Xray 3.136.0 Cloud

Xray Release Information
Products
JFrog Xray
Content Type
Release Notes

Released: January 4, 2026

Feature Enhancements

Curation

The issue related to the selection of the NPM “latest” tag has been resolved. When the version referenced by the latest tag does not represent the most recent compliant release (for example, when newer versions exist but are not tagged as latest), the inspection process now continues to evaluate all available versions. It automatically removes any non-compliant versions from the metadata.

Xray

  • A new REST API, Get Jira Integration Status, has been introduced to enable programmatic retrieval of the current health and operational status of an existing Jira integration.

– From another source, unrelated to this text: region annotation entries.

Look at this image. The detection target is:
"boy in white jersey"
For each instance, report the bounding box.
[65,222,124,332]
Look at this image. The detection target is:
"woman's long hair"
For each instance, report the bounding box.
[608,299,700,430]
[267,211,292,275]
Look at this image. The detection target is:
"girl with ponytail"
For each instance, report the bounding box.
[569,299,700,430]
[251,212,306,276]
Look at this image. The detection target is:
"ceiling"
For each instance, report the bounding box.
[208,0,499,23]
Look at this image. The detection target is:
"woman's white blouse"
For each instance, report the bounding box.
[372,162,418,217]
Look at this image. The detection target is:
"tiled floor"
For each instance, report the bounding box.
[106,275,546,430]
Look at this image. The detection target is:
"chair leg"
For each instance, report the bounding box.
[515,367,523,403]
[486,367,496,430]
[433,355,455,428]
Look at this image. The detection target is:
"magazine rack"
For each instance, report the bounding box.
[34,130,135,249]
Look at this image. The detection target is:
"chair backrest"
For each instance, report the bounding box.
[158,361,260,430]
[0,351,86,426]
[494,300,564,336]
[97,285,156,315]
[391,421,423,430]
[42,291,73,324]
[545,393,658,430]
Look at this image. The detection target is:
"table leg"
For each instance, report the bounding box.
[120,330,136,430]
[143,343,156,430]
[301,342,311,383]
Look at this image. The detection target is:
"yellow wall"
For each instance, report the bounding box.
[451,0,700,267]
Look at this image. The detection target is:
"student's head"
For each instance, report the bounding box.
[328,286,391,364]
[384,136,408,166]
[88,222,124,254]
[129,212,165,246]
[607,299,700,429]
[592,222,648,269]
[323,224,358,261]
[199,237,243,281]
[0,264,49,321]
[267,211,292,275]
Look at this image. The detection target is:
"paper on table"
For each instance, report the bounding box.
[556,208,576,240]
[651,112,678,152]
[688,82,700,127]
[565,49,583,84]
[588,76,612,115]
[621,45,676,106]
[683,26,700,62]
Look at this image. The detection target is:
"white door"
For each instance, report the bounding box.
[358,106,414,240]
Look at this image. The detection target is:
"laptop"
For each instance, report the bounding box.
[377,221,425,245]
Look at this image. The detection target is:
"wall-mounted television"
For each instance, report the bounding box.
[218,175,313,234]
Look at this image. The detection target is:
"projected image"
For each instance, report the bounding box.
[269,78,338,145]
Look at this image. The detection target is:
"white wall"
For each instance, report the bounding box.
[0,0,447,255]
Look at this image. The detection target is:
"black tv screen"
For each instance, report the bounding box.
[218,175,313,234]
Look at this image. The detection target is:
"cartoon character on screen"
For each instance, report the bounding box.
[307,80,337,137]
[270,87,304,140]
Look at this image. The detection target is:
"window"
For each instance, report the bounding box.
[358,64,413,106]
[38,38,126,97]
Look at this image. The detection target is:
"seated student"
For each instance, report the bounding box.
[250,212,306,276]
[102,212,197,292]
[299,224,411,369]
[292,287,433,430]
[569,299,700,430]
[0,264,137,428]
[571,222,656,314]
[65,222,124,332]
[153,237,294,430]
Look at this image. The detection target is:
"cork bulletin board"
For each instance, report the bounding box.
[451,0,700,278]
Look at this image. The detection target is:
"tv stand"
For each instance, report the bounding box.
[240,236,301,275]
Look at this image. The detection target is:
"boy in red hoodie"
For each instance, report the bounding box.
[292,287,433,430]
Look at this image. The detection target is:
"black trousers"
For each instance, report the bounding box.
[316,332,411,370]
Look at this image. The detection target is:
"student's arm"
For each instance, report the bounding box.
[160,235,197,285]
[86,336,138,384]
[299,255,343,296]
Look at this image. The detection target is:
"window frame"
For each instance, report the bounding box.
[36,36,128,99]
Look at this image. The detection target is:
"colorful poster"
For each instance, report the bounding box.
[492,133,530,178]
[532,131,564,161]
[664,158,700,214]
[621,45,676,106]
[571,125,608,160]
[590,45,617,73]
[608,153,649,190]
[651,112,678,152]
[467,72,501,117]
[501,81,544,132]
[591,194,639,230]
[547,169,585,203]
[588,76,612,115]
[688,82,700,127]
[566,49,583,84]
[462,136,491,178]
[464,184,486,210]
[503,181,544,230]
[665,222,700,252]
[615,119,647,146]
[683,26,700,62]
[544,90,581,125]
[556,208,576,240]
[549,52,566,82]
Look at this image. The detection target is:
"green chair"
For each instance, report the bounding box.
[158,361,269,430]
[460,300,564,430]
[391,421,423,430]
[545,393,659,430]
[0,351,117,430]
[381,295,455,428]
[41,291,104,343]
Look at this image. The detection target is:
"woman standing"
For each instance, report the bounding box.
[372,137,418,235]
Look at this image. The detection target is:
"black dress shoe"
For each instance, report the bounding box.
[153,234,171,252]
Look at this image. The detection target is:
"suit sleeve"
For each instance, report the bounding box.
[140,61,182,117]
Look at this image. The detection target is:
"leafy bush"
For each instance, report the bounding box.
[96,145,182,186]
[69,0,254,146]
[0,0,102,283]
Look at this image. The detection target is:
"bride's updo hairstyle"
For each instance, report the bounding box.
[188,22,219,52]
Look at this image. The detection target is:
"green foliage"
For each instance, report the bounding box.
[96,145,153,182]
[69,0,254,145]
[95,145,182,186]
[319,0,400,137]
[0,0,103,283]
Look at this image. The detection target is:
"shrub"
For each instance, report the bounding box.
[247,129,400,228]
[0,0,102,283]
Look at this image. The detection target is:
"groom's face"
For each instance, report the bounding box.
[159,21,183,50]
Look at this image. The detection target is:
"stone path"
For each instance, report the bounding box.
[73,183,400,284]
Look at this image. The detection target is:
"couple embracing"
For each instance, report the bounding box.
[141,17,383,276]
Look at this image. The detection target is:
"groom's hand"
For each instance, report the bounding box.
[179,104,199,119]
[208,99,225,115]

  • Added support for ingesting VEX (Contextual Analysis) information from external CycloneDX sources. Requires Advanced Security.

  • Added a new REST API endpoint, /api/v1/sbomMigration/status, to retrieve the current SBOM migration status.

  • Added support for a text output format for the License Attribution Report.

  • Added component supplier information to SPDX reports in accordance with the NTIA 2021 SBOM guidelines.

Resolved Issues

Jira

Description

XRAY-131885

Resolved an issue that intermittently caused the Indexer to crash.

XRAY-131434

Resolved an issue where dependency information did not appear in Build SBOM exports.

XRAY-131301

Resolved a security vulnerability identified as CVE-2025-47913.

XRAY-130635

Resolved an issue that caused errors when attempting to clone a report.

XRAY-129030

Resolved an issue that caused sorting preferences to reset in the Report Results view.

XRAY-127329

Resolved an issue in input parsing within the Reindex flow.

XRAY-127276

Resolved a security vulnerability identified as CVE-2025-59375.

XRAY-131616

Resolved an issue that caused errors during RabbitMQ4 installation.

XRAY-131562

Resolved an issue that prevented navigation away from the Vulnerabilities Report tab.

XRAY-131393

Resolved an issue where the completion log was printed before the analysis had finished.

XRAY-131798

Resolved an issue where re-scanning Release Bundles after deleting ignore rules did not create violations when expected.

XRAY-130339

Fixed an issue where navigating to the root (/) folder of GitLab servers under Git Repositories could result in a 500 server error.

XRAY-130154

Fixed an issue where on-demand secrets scans executed via the JFrog CLI could fail when custom secrets were matched.

XRAY-128937

Fixed an issue where opening the on-demand scans UI could result in a UI timeout.